A unsupervised learning model which analyses playlists and gives recommendations. Dataset used is FMA. Done by Sunil Boopalan from SRMIST.
We created this project to see if we can actually understand the musical patterns of a listener with their playlist as source and what factors are really useful in determining the taste and interest of the listener.

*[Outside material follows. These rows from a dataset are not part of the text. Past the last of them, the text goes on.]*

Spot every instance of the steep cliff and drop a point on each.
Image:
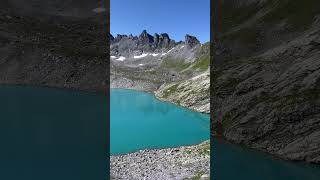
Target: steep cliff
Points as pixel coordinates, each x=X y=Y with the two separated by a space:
x=266 y=76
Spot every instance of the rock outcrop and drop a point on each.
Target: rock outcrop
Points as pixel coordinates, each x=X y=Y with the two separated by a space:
x=265 y=77
x=45 y=44
x=189 y=162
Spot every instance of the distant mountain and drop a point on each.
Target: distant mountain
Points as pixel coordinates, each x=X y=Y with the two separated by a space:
x=157 y=63
x=129 y=45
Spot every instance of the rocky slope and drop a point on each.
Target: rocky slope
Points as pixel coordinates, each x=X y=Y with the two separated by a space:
x=266 y=76
x=54 y=43
x=190 y=162
x=177 y=72
x=156 y=63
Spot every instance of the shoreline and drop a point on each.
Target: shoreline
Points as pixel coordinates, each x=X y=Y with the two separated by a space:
x=183 y=162
x=83 y=90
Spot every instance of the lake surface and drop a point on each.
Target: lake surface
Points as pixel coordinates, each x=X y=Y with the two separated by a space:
x=52 y=134
x=234 y=162
x=140 y=121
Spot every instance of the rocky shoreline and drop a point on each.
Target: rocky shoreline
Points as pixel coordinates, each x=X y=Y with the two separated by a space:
x=187 y=162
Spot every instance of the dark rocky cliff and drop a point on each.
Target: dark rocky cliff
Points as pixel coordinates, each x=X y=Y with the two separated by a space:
x=54 y=43
x=265 y=84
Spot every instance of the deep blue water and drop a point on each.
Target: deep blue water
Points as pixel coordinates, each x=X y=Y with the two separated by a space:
x=140 y=121
x=233 y=162
x=52 y=134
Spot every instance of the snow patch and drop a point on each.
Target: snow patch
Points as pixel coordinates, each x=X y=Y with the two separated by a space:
x=121 y=58
x=140 y=56
x=200 y=76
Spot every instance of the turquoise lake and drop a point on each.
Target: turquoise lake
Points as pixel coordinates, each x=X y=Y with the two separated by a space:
x=51 y=134
x=139 y=121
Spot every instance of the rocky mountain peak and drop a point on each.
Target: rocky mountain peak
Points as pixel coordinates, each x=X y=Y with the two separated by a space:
x=119 y=37
x=111 y=37
x=191 y=41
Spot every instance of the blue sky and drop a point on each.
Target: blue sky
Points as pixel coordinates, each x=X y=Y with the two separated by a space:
x=175 y=17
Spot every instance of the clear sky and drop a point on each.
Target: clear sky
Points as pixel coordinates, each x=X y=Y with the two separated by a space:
x=175 y=17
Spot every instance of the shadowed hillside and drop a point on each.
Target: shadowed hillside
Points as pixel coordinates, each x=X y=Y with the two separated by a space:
x=54 y=43
x=266 y=76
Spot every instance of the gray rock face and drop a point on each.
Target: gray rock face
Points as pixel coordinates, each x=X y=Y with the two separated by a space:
x=33 y=51
x=265 y=90
x=188 y=162
x=191 y=41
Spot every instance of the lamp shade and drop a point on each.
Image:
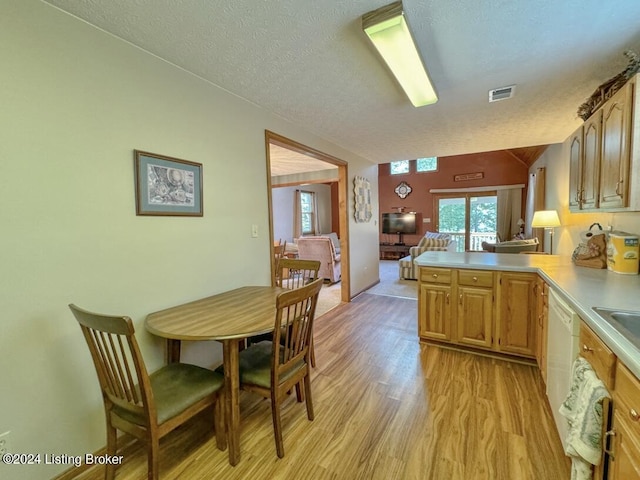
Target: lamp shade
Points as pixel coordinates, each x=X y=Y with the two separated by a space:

If do not have jupyter and python visit Install Jupyter and Python
If you have them, proceed with the below steps.
-
Clone the repo
$ git clone https://github.com/Sarathisme/music-recommendation-system.git
-
Visit the Run It section
-
Clone this repo to get the .ipynb files
$ git clone https://github.com/Sarathisme/music-recommendation-system.git
-
Install python from https://www.python.org/downloads
-
If you already have jupyter in your machine, skip the next step.
-
Install jupyter either from conda or pip
If you dont have conda installed, get it from https://docs.continuum.io/anaconda/install/
From conda
$ conda install -c conda-forge jupyterlab $ conda install -c conda-forge notebook
From pip (pip is auto installed when you install python)

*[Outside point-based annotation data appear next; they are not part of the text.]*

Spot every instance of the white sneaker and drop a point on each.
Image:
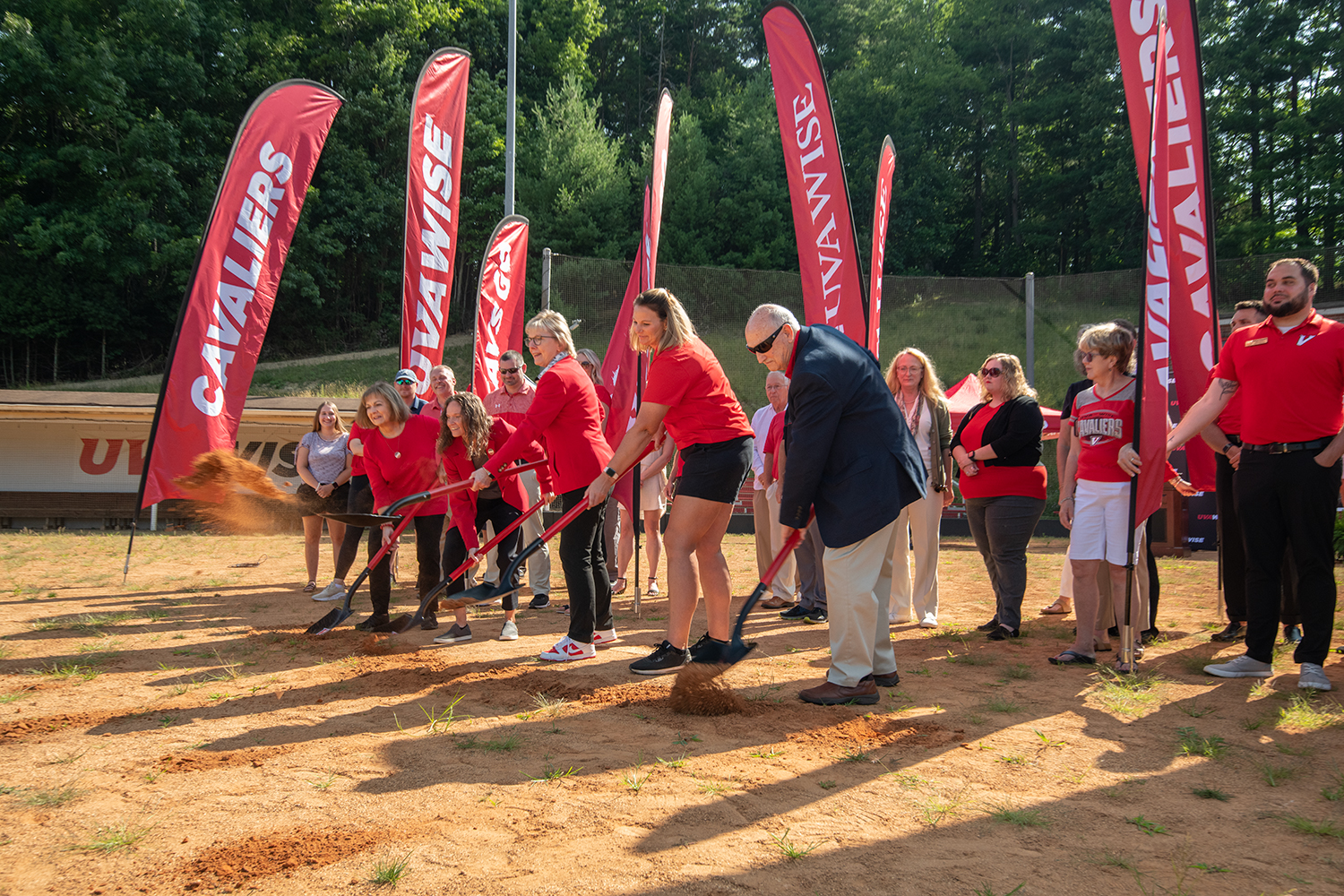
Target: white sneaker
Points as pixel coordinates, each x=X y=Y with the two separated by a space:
x=569 y=649
x=335 y=591
x=1312 y=677
x=1242 y=668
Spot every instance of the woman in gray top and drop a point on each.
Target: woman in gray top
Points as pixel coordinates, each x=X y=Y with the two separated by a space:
x=323 y=463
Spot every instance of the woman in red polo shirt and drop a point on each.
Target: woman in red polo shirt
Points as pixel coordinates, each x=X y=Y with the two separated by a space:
x=566 y=419
x=468 y=437
x=690 y=398
x=997 y=447
x=401 y=460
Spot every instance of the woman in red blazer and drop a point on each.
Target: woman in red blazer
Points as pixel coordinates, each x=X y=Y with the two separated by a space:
x=468 y=437
x=566 y=419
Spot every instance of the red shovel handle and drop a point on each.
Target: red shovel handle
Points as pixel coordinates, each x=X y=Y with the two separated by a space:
x=499 y=536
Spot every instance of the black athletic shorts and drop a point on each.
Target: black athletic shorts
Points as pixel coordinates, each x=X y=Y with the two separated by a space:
x=715 y=471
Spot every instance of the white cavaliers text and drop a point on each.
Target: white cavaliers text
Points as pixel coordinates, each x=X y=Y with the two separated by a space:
x=228 y=314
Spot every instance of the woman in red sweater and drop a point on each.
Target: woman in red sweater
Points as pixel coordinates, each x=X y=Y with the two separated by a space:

$ pip install jupyterlab $ pip install notebook
Unfortunately at this point we do not have a .tar or a pickle file for you to quickly plug and play the code.
-
Go to the cloned folder
$ cd path/to/code
-
Run setup.py to get the dataset installed and extracted into the project folder.
$ python setup.py
-
Open jupyter notebook
$ jupyter notebook
-
Open
Music Recommendation System (Data Processing and Analysis).ipynb
for data processing and analysis -
Open
Music Recommendation System (Machine Learning).ipynb
for machine learning. This also has the recommendations code.